Despite significant progress in robotic systems for operation within human-centric environments, existing models still heavily rely on explicit human commands to identify and manipulate specific objects. This limits their effectiveness in environments where understanding and acting on implicit human intentions are crucial. In this study, we introduce a novel task: reasoning grasping, where robots need to generate grasp poses based on indirect verbal instructions or intentions. To accomplish this, we propose an end-to-end reasoning grasping model that integrates a multimodal Large Language Model (LLM) with a vision-based robotic grasping framework. In addition, we present the first reasoning grasping benchmark dataset generated from the GraspNet-1 billion, incorporating implicit instructions for object-level and part-level grasping. Our results show that directly integrating CLIP or LLaVA with the grasp detection model performs poorly on the challenging reasoning grasping tasks, while our proposed model demonstrates significantly enhanced performance both in the reasoning grasping benchmark and real-world experiments.
Motivations
Advance robotic systems should not only understand direct human commands but to also possess the reasoning capability to interpret implicit instructions. These implicit instructions can provide a general description of users’ needs, requiring the robot to infer the grasping target on its own, without explicitly naming the object.
Application Scenarios
1. Users cannot visually confirm the robot’s surroundings: For example, blind people can
instruct the robot to “find a sweater in a warm color that matches the pants”. The robot could
also be asked to “find something to hold these papers together”, where it might choose from
a stapler, paper clips, or binder clips based on availability.
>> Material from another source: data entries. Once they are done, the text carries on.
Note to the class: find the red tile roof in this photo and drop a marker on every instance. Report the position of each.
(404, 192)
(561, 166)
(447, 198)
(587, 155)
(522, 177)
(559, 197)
2. Tasks that require internal knowledge for decision making: Robots can utilize their internal
knowledge for tasks like sorting in recycling facilities. They could be instructed to “sort
materials that are recyclable and compostable”, identifying items based on texture and
material type, which facilitates sorting without the need to know whether the objects are
recyclable or not.
3. Naming objects is impractical or complex: In some situations, explicitly naming objects is
impractical or the names are complex and difficult to remember. For instance, telling a robot, “I
need my morning medicine”, allows the robot to use its routine knowledge to fetch the correct
medication without the user needing to recall specific drug names, which are usually long and
complex.
4. Managing multiple items: Explicitly naming multiple objects can be cumbersome and
inefficient. In emergency medical situations, a medical robot might be instructed to “gather all
items necessary for suturing wounds”. It would need to discern which tools and supplies are
relevant, such as needles, thread, and antiseptics, based on the medical context provided. For
general tidying tasks in home organization, a home robot could be instructed with phrases like
“The living room is messy, tidy up by picking up toys”, allowing the robot to identify and collect
toys without naming each item individually (e.g., teddy bear, toy train, etc.).